El grave error de concepción sobre lo que es un frente y lo que es un partido, y las diferencias y roles de cada uno; Equipo de Bitácora (M-L), 2015


«Atendiendo y estudiando el proceso de creación del Frente Sandinista de Liberación Nacional (FSLN) desde una óptica certera, en ese momento se produce un mayúsculo error en la organización y conformación, uno que está entre las causas fundamentales de todas las desviaciones que irán apareciendo a lo largo del proceso hasta hoy. Y es que el FSLN no surge por la actividad organizativa de un partido comunista –nos referimos a un verdadero partido de vanguardia guiado por el marxismo-leninismo y no al nombre en concreto– con todas sus consecuencias, como: la falta de comprensión e impregnación de las normas marxista-leninistas de organización como es el caso de la unidad ideológica monolítica, la unidad de acción, y el carácter de clase en la composición social. Es decir, los fundadores del FSLN, pese a considerarse así mismos marxista-leninistas, fundaron una organización político-militar en ausencia de un partido, que además obedecía a la estructura de un frente, y cuyo concepto de frente hacía que dentro de la organización no fuera totalmente relevante el origen de clase, se permitirían varias tendencias ideológicas, y no había unidad de acción. Al tiempo se pretendía que esta estructura claramente socialdemócrata fuera una vanguardia marxista-leninista. Pero ocurrió que por su carácter de frente –como el propio nombre de la organización nos deja ver– se vieron atraídos sujetos y grupos antisomocistas de diferentes orígenes sociales e ideológicos, siendo sus consecuencias imaginables para el lector. Con  el paso de los años muchos de estos elementos se autodenominarían «marxista-leninistas» dentro del FSLN.
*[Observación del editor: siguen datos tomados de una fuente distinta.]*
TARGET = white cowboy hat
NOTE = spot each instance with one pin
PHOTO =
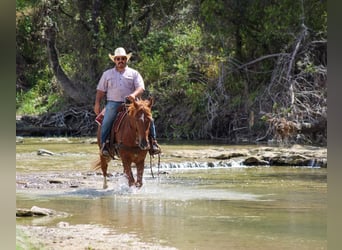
(120, 52)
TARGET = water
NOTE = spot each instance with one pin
(201, 208)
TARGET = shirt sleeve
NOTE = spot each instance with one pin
(103, 84)
(138, 80)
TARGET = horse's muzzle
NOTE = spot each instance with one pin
(144, 145)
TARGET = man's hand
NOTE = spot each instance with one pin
(97, 108)
(130, 98)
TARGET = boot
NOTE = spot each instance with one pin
(155, 148)
(104, 151)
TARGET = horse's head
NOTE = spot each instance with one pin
(140, 113)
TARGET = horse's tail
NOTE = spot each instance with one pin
(97, 164)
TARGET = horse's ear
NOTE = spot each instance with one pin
(151, 101)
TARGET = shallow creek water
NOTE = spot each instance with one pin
(185, 208)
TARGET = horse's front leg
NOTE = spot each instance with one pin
(140, 173)
(128, 172)
(104, 167)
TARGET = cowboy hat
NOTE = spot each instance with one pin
(120, 52)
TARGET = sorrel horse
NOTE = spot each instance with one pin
(131, 141)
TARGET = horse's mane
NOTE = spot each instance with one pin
(142, 105)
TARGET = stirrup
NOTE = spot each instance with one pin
(155, 148)
(104, 151)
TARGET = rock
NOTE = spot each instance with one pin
(254, 161)
(55, 181)
(227, 156)
(34, 211)
(42, 211)
(23, 212)
(44, 152)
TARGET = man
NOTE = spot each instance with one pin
(117, 84)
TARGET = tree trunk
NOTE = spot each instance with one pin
(68, 86)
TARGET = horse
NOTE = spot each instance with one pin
(131, 142)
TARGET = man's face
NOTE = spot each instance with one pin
(120, 62)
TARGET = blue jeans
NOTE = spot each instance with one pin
(108, 119)
(110, 116)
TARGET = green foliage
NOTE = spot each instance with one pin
(189, 52)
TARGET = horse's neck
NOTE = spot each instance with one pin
(127, 132)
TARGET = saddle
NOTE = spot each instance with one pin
(122, 112)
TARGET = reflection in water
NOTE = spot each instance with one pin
(224, 208)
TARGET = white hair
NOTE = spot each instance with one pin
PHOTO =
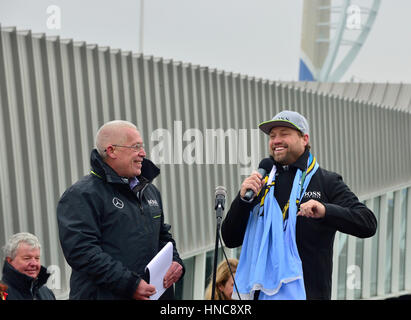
(10, 248)
(109, 133)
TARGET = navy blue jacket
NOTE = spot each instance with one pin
(314, 237)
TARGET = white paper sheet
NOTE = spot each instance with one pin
(158, 267)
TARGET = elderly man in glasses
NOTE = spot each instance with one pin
(111, 222)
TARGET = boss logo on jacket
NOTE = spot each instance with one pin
(312, 195)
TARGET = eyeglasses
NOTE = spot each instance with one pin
(137, 147)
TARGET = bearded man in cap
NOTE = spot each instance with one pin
(287, 229)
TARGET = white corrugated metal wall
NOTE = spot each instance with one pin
(54, 94)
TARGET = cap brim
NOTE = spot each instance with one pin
(268, 125)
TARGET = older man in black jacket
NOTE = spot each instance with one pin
(326, 206)
(111, 222)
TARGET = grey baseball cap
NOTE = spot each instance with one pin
(286, 118)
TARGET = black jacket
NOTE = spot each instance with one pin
(23, 287)
(109, 233)
(314, 237)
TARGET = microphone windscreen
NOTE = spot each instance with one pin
(266, 164)
(220, 191)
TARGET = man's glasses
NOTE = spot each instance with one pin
(137, 147)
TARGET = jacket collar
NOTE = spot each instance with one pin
(22, 282)
(149, 171)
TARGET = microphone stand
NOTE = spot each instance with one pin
(219, 215)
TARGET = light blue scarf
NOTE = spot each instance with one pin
(269, 259)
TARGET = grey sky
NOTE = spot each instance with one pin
(259, 38)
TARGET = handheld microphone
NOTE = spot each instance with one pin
(220, 194)
(264, 168)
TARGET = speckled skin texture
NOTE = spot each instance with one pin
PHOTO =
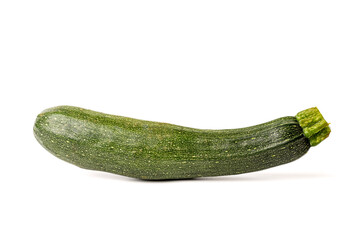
(153, 150)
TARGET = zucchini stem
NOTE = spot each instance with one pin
(314, 126)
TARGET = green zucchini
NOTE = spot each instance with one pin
(153, 150)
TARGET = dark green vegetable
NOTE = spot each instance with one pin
(153, 150)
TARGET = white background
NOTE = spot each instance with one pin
(204, 64)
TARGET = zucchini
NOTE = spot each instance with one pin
(153, 150)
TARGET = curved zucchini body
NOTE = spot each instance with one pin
(154, 150)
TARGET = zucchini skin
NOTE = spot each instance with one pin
(153, 150)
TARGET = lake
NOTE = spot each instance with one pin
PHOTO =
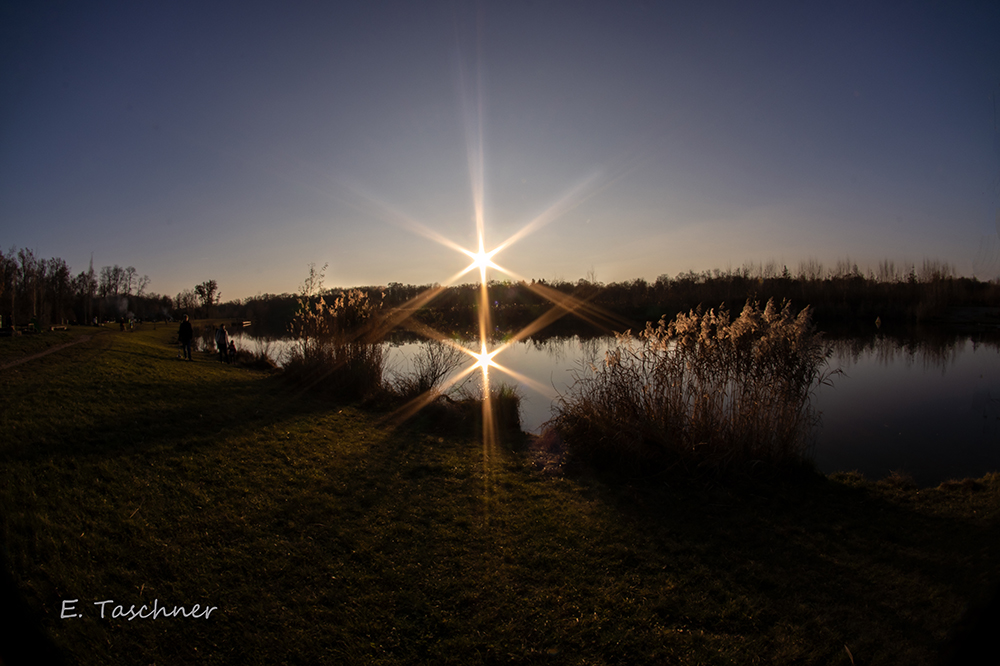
(927, 406)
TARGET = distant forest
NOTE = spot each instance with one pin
(43, 293)
(842, 295)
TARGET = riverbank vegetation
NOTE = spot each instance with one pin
(703, 390)
(322, 535)
(841, 296)
(41, 293)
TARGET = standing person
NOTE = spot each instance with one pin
(222, 343)
(186, 335)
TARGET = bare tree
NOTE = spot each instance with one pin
(208, 292)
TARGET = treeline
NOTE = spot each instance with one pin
(37, 292)
(842, 294)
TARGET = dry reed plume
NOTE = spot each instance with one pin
(703, 389)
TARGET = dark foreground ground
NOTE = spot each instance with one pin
(318, 534)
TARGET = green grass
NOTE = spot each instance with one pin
(323, 536)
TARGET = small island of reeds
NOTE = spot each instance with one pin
(322, 531)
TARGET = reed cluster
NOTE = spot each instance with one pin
(703, 389)
(335, 351)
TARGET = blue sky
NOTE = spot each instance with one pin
(242, 141)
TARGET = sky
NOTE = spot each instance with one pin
(243, 141)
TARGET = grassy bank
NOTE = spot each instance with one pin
(322, 536)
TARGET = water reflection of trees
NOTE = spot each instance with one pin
(933, 348)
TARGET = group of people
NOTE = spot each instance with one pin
(225, 346)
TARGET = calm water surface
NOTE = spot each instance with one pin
(930, 409)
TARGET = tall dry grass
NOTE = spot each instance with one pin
(703, 389)
(335, 352)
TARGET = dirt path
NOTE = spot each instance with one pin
(47, 351)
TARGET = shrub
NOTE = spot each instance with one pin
(335, 353)
(431, 366)
(703, 389)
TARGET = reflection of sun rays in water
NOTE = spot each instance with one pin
(484, 359)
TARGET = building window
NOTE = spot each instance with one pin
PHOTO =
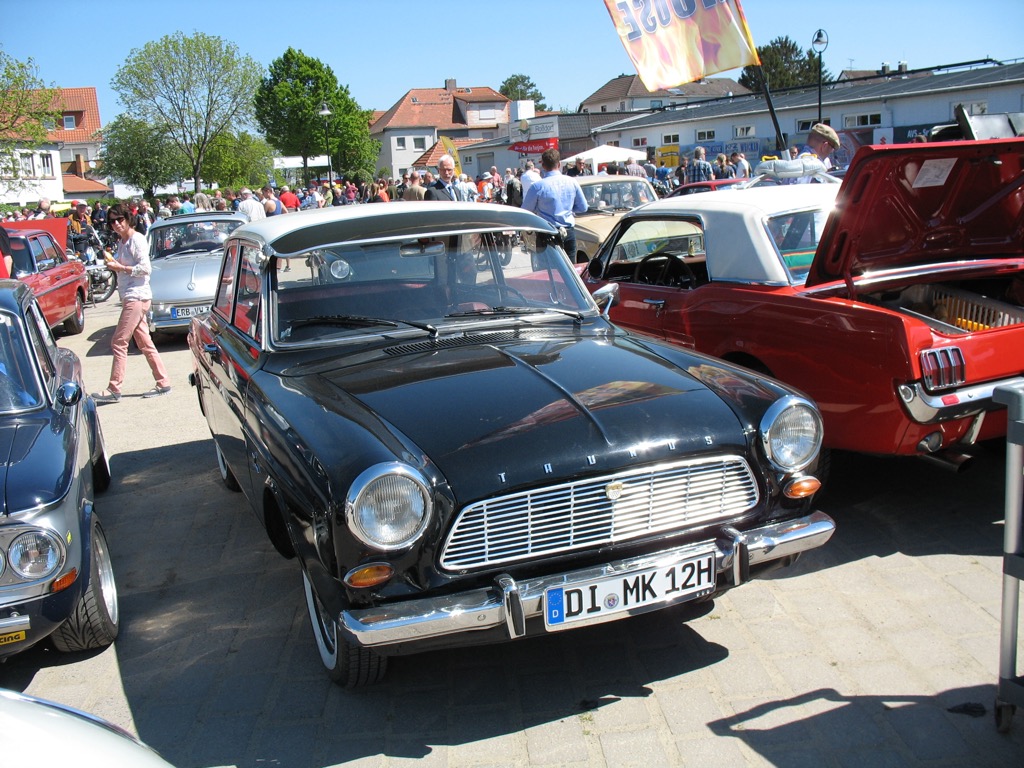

Como siempre hemos manifestado en nuestros documentos, actualmente los marxista-leninistas tienen una especial debilidad teórica a la hora de entender que es un frente, y la relación que une a este con el partido comunista y con la lucha que desean desarrollar en cada situación, y los pretendidos marxista-leninistas nicaragüenses no fueron menos. Los frentes existen de distintos tipos según las necesidades del país y el momento:

«Cierto es que tanto para la lucha para la conquista de objetivos menores, como para objetivos máximos, es permisible la idea de un frente de lucha –sea de características antiimperialistas, antifascistas, anticapitalistas, etc.– donde converja el partido comunista con otras organizaciones –teniendo estas una mayoría de elementos de las clases trabajadoras, sean obreros o elementos pequeño burgueses–, pero sólo tiene aplicación bajo determinadas condiciones, y el partido comunista siempre tendrá el deber de ser vanguardia de dicho frente si no quiere que fracasen los objetivos del frente y que esa alianza temporal caiga en manos burguesas para manejarla a su antojo. Generalmente a este tipo de frente se ha llamado frente popular, con el calificativo de popular por el hecho de unir a obreros y el resto de clases trabajadoras para un fin concreto. También han existido históricamente los llamados frente único del proletariado, donde el partido comunista instaba al resto de organizaciones con gran afiliación de obreros, o de obreros sin partido, hacia un objetivo concreto. Este tipo de frente fueron comunes tras la Primera Guerra Mundial, y eran utilizados como métodos para frenar la ofensiva de la burguesía sobre los derechos laborales de los obreros y su nivel de vida, pues era común por entonces, que la burguesía  intentara por ejemplo: pagar las reparaciones de guerra que debía a otros países cargando tal deuda a espaldas de las clases trabajadoras, por lo que muchas veces estos frentes, no eran sólo frente único del proletariado, sino que se extendían con las organizaciones no proletarias de artesanos, campesinos y demás, agraviados por la ofensiva de la burguesía; convirtiéndose en frente popular con diversos calificativos: frente del trabajo, frente de los trabajadores, frente anticapitalista etc., razón por la que en ocasiones estos dos tipos de frente se entrelazan. Los calificativos usados por cada frente no importan, lo importante es comprender en cada experiencia de frente que alianza contraía el proletariado y con qué objetivo». (Equipo de Bitácora (M-L); El revisionismo del «socialismo del siglo XXI», 2013)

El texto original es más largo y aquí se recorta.